Within a free-choice session, the role of the teacher changes from instructor to consultant, eventually giving guidance only where necessary. Children should be in control and any interference, except to remotivate, could intrude in the child’s world of reflection as they relive their chosen experience at a deeper level. In flow moments the child is functioning at the highest levels: imaginatively, creatively, innovatively.

Where children have chosen to work in pairs or a small group, the teacher’s role is to encourage collaboration as well as awareness of feelings and relationships, while children gradually become more aware of what they and their peers know (metacognition). Different skills and competences are introduced as each child revisits known activities, exploring, discovering, repeating and practising skills.
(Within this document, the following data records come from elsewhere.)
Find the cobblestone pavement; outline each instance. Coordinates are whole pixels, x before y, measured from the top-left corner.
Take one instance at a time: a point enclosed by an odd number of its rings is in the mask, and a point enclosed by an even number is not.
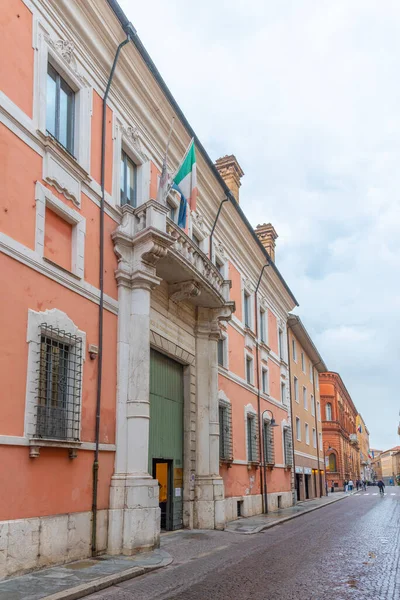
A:
[[[400,488],[386,489],[255,535],[166,535],[169,567],[88,599],[399,600]]]

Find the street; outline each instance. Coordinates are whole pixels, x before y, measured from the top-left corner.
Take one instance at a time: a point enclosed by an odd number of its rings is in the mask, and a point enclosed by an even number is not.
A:
[[[165,569],[90,600],[395,600],[400,598],[400,489],[368,488],[255,535],[166,534]]]

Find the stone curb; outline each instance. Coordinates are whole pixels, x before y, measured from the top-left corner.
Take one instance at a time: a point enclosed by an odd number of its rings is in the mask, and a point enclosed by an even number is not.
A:
[[[320,506],[313,506],[312,508],[309,508],[308,510],[305,510],[304,512],[296,513],[294,515],[289,515],[288,517],[282,517],[282,519],[277,519],[273,523],[266,523],[265,525],[260,525],[259,527],[256,527],[255,529],[253,529],[253,531],[235,531],[234,529],[225,529],[225,531],[227,531],[229,533],[239,533],[241,535],[253,535],[254,533],[260,533],[261,531],[264,531],[265,529],[271,529],[271,527],[275,527],[276,525],[280,525],[281,523],[286,523],[286,521],[291,521],[292,519],[297,519],[297,517],[302,517],[303,515],[307,515],[308,513],[313,512],[314,510],[319,510],[320,508],[324,508],[324,506],[329,506],[330,504],[335,504],[335,502],[340,502],[340,500],[349,498],[354,493],[355,492],[350,492],[348,494],[348,496],[341,496],[340,498],[336,498],[335,500],[331,500],[330,502],[324,502],[324,504],[321,504]],[[45,600],[47,600],[47,599],[45,599]]]
[[[169,556],[168,558],[163,558],[157,565],[150,565],[148,567],[132,567],[131,569],[126,569],[125,571],[120,571],[119,573],[113,573],[113,575],[99,577],[98,579],[94,579],[89,583],[83,583],[82,585],[77,585],[73,588],[62,590],[61,592],[51,594],[50,596],[44,596],[42,600],[78,600],[78,598],[84,598],[89,594],[94,594],[94,592],[100,592],[101,590],[105,590],[106,588],[116,585],[117,583],[122,583],[123,581],[133,579],[134,577],[139,577],[145,573],[162,569],[163,567],[171,564],[172,561],[172,556]]]

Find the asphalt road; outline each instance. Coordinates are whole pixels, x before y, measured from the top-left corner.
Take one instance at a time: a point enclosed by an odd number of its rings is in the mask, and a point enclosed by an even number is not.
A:
[[[400,488],[377,488],[255,535],[163,536],[167,568],[90,600],[400,600]]]

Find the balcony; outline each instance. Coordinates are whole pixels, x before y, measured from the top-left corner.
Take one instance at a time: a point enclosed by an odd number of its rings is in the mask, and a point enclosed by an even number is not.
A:
[[[157,275],[169,284],[169,294],[177,302],[189,300],[196,306],[219,308],[229,302],[231,282],[224,280],[208,256],[178,227],[167,219],[166,232],[175,241],[157,263]]]

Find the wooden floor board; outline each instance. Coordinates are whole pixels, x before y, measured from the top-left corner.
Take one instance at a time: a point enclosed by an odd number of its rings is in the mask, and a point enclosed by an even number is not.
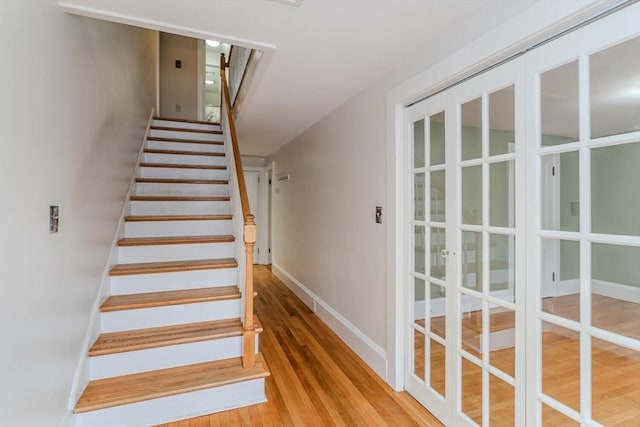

Children may discuss amongst themselves in English or in L1. The teacher is there to recast back in English where they have used L1, or to inject a phrase or some vocabulary in English which can blend in with the activity.

Teachers have to bear in mind that in free play the process is more important than the product. Teachers should not always be looking for some representation of the child’s work (or visible outcome) as this could inhibit the child’s present freedom and their future attitude to free-choice sessions. During free choice, children have a real reason to use English. Teachers can discreetly observe and assess where children need additional practice with handwriting and/or developing their usage of descriptive words (adjectives and adverbs).

In every job that must be done, there is an element of fun. You find the fun, and … SNAP! … the job’s a game!